1 public class Person {
2 /**
3 * All data fields are private in order to prevent code outside of this
4 * class to access them.
5 */
6 private int _bDay; // birth day
7 private int _bMonth; // birth month; for example, 3 means March.
8 private int _bYear; // birth year

9 /**
10 * Constructor: a special code used to initialize the fields of the class.
11 * The only way to instantiate a Person object is to call new on the constructor.
12 * For example: new Person(28, 2, 1945) will create a Person object with
13 * birth date February 28, 1945.
14 */
15 public Person(int day, int month, int year) {
16 _bDay = day;
17 _bMonth = month;
18 _bYear = year;
19 }

20 /**
21 * Uses "modulo" arithmetic to compute the number of months till the next
22 * birth day given the current month.
23 * @param currentMonth an int representing the current month.
24 */
25 public int nMonthTillBD(int currentMonth) {
26 return (_bMonth - currentMonth + 12) % 12;
27 }
28 }

(Download the above code) We now explain what the above Java code means.
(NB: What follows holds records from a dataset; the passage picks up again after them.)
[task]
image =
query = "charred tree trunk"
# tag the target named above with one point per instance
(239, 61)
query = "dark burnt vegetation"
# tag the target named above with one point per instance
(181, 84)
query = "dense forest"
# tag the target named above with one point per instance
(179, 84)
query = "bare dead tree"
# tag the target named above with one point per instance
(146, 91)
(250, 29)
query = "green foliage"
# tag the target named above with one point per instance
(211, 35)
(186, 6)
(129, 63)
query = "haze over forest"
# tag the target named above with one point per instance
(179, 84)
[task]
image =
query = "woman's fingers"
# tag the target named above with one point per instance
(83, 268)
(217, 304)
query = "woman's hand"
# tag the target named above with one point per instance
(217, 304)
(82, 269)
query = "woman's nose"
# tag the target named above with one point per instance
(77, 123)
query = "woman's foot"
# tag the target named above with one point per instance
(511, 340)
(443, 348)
* line 1 defines a class called Person. The opening curly brace at the end of the line and the matching closing brace on line 28 delimit the contents of class Person. The key word public is called an access specifier and means all Java code in the system can reference this class.
* lines 2-5 are comments. Everything between /* and */ are ingored by the compiler.
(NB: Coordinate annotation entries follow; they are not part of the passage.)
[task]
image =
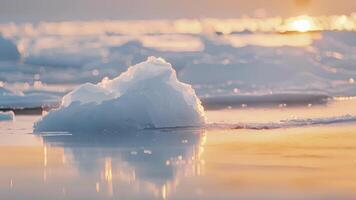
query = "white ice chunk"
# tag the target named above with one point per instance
(147, 95)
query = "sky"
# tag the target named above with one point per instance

* lines 6-8 define three integer variables. These variables are called fields of the class. The key word private is another access specifier that prevents access by code outside of the class. Only code inside of the class can access them. Each field is followed by a comment delimited by // and the end-of-line. So there two ways to comment code in Java: start with /* and end with */ or start with // and end with the end-of-line.
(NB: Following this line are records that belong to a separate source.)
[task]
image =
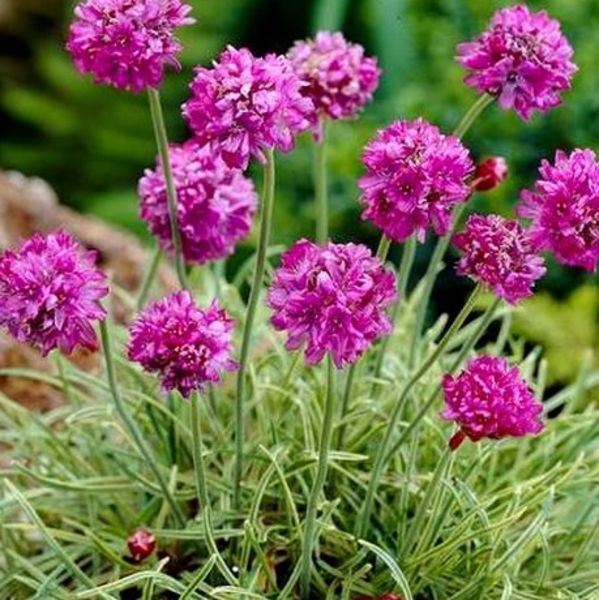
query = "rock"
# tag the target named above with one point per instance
(28, 205)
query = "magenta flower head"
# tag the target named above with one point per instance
(331, 298)
(489, 174)
(216, 203)
(50, 292)
(564, 208)
(186, 346)
(338, 77)
(489, 399)
(523, 59)
(141, 544)
(245, 105)
(498, 253)
(414, 176)
(127, 43)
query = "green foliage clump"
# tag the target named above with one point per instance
(496, 520)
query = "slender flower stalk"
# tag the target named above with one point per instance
(472, 114)
(132, 426)
(382, 252)
(259, 269)
(149, 277)
(321, 186)
(310, 538)
(171, 193)
(202, 489)
(443, 242)
(383, 449)
(405, 268)
(485, 320)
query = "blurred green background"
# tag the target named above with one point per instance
(92, 143)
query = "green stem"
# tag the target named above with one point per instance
(132, 425)
(382, 252)
(321, 187)
(443, 242)
(149, 277)
(468, 345)
(383, 448)
(349, 382)
(472, 114)
(265, 226)
(405, 268)
(310, 538)
(171, 193)
(202, 490)
(429, 279)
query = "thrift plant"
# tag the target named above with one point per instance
(279, 432)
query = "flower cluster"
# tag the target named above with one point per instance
(338, 77)
(498, 253)
(127, 43)
(188, 347)
(49, 293)
(489, 399)
(414, 176)
(523, 59)
(215, 203)
(489, 174)
(564, 208)
(244, 106)
(331, 298)
(141, 544)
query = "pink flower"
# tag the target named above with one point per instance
(216, 203)
(414, 176)
(331, 298)
(522, 59)
(245, 105)
(127, 43)
(489, 399)
(338, 78)
(141, 544)
(564, 208)
(188, 347)
(498, 253)
(49, 293)
(489, 174)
* lines 9-14 are comments.
* lines 15-19 constitute what is called a constructor. It is used to initialize the fields of the class to some particular values. The name of the constructor should spell exactly like the class name. Here it is public, menaing it can be called by code outside of the class Person via the operator new. For example, new Person(28, 2, 1945) will create an instance of a Person with _bDay = 28, _bMonth = 2 an d_bYear = 1945.
* lines 20-24are comments.
* line 23 is a special format for documenting the parameters of a metod. This format is called the javadoc format. We will learn more about javadoc in another module.
* lines 25-27 constitute the definition of a method in class Person.
* line 26 is the formula for computing the number of months before the next birthday using the remainder operator %. x % y gives the remainder of the integer division between the dividend x and the divisor y.